Auckland, New Zealand and Chicago, USA -- February 4, 2010 -- Giving smokers information about their own individual risk of serious illness helps motivate them to quit smoking, according to a paper published in the current issue of Postgraduate Medical Journal.
"Personalized risk assessment has been the mainstay of coronary artery disease prevention and has resulted in significant mortality reduction over the last decade," said Dr. Robert Young, lead author of the article. "Such an approach could be equally applied to smoking cessation, now that we have predictive risk assessment tools that identify those at greatest risk of lung-related illness from smoking."
Though about half of long-term smokers die from smoking-related disease, and 50% of those deaths will come from lung cancer or chronic lung disease, many smokers believe they will be the ones who will escape unharmed; they carry on smoking or they try but fail to quit.
The PMJ article endorses a new model for smoking cessation to help doctors engage smokers more effectively by using what it calls 'motivational tension' - anxiety based on a smoker's perception of harms versus benefits. Health concerns are an important factor in motivating smokers to quit; smoking cessation rates appear to be greatest where smokers have suffered, or been shown to be personally at risk of, life threatening complications from their smoking.

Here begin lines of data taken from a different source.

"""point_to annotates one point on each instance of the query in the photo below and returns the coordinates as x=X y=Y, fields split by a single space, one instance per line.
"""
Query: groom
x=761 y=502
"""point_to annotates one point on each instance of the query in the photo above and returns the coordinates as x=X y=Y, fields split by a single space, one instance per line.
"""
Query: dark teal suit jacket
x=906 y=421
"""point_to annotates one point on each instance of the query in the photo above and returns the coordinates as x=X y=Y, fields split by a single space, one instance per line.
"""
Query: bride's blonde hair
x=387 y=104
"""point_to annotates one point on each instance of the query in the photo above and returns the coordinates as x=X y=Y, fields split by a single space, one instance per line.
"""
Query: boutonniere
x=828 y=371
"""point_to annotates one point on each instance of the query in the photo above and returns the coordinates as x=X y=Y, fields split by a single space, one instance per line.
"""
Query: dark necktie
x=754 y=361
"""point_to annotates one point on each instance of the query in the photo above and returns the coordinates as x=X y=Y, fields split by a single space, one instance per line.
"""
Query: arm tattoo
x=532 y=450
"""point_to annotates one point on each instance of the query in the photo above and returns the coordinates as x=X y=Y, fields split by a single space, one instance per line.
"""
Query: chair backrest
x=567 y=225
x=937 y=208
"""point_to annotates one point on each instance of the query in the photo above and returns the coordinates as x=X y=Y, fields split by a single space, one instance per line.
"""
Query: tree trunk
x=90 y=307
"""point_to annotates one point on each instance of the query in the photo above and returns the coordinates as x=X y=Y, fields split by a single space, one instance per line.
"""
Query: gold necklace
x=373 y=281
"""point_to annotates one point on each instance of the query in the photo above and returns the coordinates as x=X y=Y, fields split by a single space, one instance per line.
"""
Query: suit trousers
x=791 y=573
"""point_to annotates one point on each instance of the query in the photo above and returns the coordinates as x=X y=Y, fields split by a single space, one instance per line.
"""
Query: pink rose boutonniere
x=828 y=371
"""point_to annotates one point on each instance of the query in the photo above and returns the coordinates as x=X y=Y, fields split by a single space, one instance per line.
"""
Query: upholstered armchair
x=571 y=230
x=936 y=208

In this setting, risk assessment tools that identify those at greatest risk, such as spirometry (a puff test to measure lung function) and genetic susceptibility testing, appear to help engage smokers and improve their smoking cessation rates. When smokers see their individual risk as a result of lung function or genetic tests, that new personalised information is likely to trigger a quit attempt, and will make that quit attempt more likely to succeed. This is very similar to cholesterol and blood pressure testing in the context of cardiovascular risk assessment and treatment.
According to studies cited in the article, genetic testing for smoking-related disease demonstrated utility for all smokers and found no evidence of fatalism in higher risk people or reduced motivation for those at lower risk levels.
Smokers' attitudes about whether to carry on smoking are based on how they balance the perceived "benefits" against their understanding about the harm it causes, and their individual vulnerability to this harm, according to studies cited in the PMJ article. The "Editor's Choice" paper says even relatively small triggers can change this balance, prompting a quit attempt.
Currently, the smoking quit rate remains discouragingly low. Smokers try to quit on average 12 to 14 times before they succeed, and only about 5% of cold-turkey tries work. Every year about 41% of smokers try to quit but only 10% succeed. Drugs and nicotine replacement help, but still achieve one-year quit rates of only up to 30%.
The paper says recent research shows says smoking cessation 'interventions' by doctors that give both a trigger for action and also provide support such as medication or anti-smoking counselling may be the most effective way to help smokers quit.
A similar approach works for coronary artery disease, where cholesterol testing to personalise an individual's risk helps give doctors a way to encourage patients to make lifestyle changes or take medications. "The recent reduction in coronary artery disease mortality has, in part, been attributed to this approach," the paper says.
For smokers, both spirometry and genetic testing appear to improve quit rates, it says.
Dr Young, an Associate Professor in the Schools of Biological Sciences and Medicine at the University of Auckland in New Zealand, has led the research program underpinning a test called Respiragene™ which combines genetic and non-genetic factors to show smokers and ex-smokers their own risk of lung cancer, still the leading cancer killer in most developed countries, including the United States. Preliminary studies show that over 50% of smokers taking the Respiragene™ test take positive steps such as quitting, reducing their cigarette intake or setting a quit date. Further studies are planned to assess smoker's actions after taking the test.
The Respiragene™ test, taken via a mouth swab, combines a measurement of 20 genetic DNA mutations associated with the risk of developing lung cancer with non-genetic risk factors such as age, family history and diagnosis of COPD, to establish an individual's risk of developing lung cancer.
PHD Diagnostics and its clinical lab division, Molecular Diagnostics Laboratories, has licensed core technology for the Respiragene™ test from Synergenz Bioscience, and developed the test specifically for the U.S. market in its CLIA-certified laboratory in Covington, KY. CLIA (Clinical Laboratory Improvement Amendments) is the national regulatory framework for medical laboratories. More information is available at www.respiragene.com or by sending an email to email@example.com.
Synergenz BioScience Ltd is a research leader in genomic tests for respiratory medicine. It was formed in 2004 to further advance discoveries first made by Dr. Robert Young at the University of Auckland in New Zealand, where studies continue in collaboration with leading researchers and the company's commercial partners around the world.